Ms. Lurie said it was clear to her organization that  there were skill gaps among those at the lower socioeconomic levels. “You need lots of math and science,” she said. “We designed classes to fill these particular gaps.” And at the  fundamental level, the participants need construction skills, “to know how buildings are built.”

Because of the recession,  local green jobs in fields like weatherization and renewable energy did not materialize to the extent organizers had hoped, she said. Nonetheless, center graduates are working their way into segments of the green economy.

They benefit financially by doing so: an analysis of the jobs obtained by the center’s graduates showed that the average hourly wage for those with green jobs was $13.51. For nongreen jobs, it was $10.94.

The consortium has also begun to examine how the training program may have influenced students’ lifestyles and thinking. A survey conducted this fall found that the percentage who reported shopping at farmers’ markets had doubled by the time they finished the coursework. The students also said that they were conserving more energy and water and thinking about how they disposed of consumer goods like appliances and clothing.

“After a week or two, I realized how much energy I am wasting — little things like cellphone chargers plugged into your wall,” one graduate,  Sean Brailsford, said in a phone interview. It “taught me how to conserve and be less wasteful.”

Mr. Brailsford found his way into the program through the Osborne Association, a nonprofit group that offers job training and placement and other services to New Yorkers who have passed through the criminal justice system. Before enrolling, he said, he had no green knowledge or experience, but  “I was ready for some more growth and change.”

After completing the program, Mr. Brailsford was hired by Osborne to help track graduates and job placement.

The federal grant that supported the training center’s creation in 2010 is now winding down. Ms. Lurie said that three of the center’s partner organizations — Osborne, Sustainable South Bronx and Non-Traditional Employment for Women — are  positioned to carry the training forward with other funds. She said the biggest benefit of the federal grant was the development of a strong curriculum.

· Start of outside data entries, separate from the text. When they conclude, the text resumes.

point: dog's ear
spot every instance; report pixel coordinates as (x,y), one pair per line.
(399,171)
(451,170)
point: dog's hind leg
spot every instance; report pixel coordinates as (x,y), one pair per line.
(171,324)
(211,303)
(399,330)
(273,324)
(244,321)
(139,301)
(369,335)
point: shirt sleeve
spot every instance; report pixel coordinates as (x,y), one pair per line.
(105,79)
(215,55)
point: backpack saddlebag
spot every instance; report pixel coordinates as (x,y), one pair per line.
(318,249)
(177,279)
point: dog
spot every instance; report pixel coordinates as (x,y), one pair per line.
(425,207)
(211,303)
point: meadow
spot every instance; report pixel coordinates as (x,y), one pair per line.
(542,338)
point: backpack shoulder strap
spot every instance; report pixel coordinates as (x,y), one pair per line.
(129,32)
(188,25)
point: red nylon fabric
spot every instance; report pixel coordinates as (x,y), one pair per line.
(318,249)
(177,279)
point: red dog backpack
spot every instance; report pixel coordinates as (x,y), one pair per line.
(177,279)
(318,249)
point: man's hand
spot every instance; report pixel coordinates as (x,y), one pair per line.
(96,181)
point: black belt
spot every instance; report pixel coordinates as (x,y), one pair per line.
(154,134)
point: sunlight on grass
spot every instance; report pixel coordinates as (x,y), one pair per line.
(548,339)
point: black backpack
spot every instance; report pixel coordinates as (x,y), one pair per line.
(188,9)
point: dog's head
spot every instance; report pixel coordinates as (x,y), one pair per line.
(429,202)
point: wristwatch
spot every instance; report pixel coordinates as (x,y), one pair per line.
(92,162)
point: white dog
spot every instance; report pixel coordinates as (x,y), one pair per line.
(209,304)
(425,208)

The program introduces students to basic concepts. “We are helping guys get their foot into the door,” said Alvin Banks, a center graduate who now teaches construction skills like framing and electrical wiring at Osborne. “Students have varying degrees of knowledge — they are being made employable.”

As for green principles, students learn that they make economic sense, Mr. Banks said. “You want to help your boss conserve material,” he explained. “I try to convey how to best do the job effectively and efficiently.”

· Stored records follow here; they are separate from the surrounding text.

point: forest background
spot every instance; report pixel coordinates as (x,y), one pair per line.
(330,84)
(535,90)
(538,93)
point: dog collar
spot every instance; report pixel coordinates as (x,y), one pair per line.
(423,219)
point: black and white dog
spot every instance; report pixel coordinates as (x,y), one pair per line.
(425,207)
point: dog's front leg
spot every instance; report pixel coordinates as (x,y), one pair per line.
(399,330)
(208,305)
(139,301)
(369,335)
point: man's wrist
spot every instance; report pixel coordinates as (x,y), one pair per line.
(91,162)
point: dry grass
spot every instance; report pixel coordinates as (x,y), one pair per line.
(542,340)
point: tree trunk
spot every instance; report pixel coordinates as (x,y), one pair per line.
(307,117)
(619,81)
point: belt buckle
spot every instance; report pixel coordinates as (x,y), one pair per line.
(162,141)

For participants who have served time, the introduction to new ways of thinking can be just as important as hard skills, he suggested. Mr. Banks himself spent nine and a half years in prison for bank and wire fraud and identity theft before finding his way, through a city referral, to Osborne and the center.

“When a person has been incarcerated, their ability to think on their own has been suppressed,” he said. “Once people are exposed to green ideology, people are like, ‘wow’ — you start to rethink.”

“It’s the little things, conscious decisions of behavior,” he said.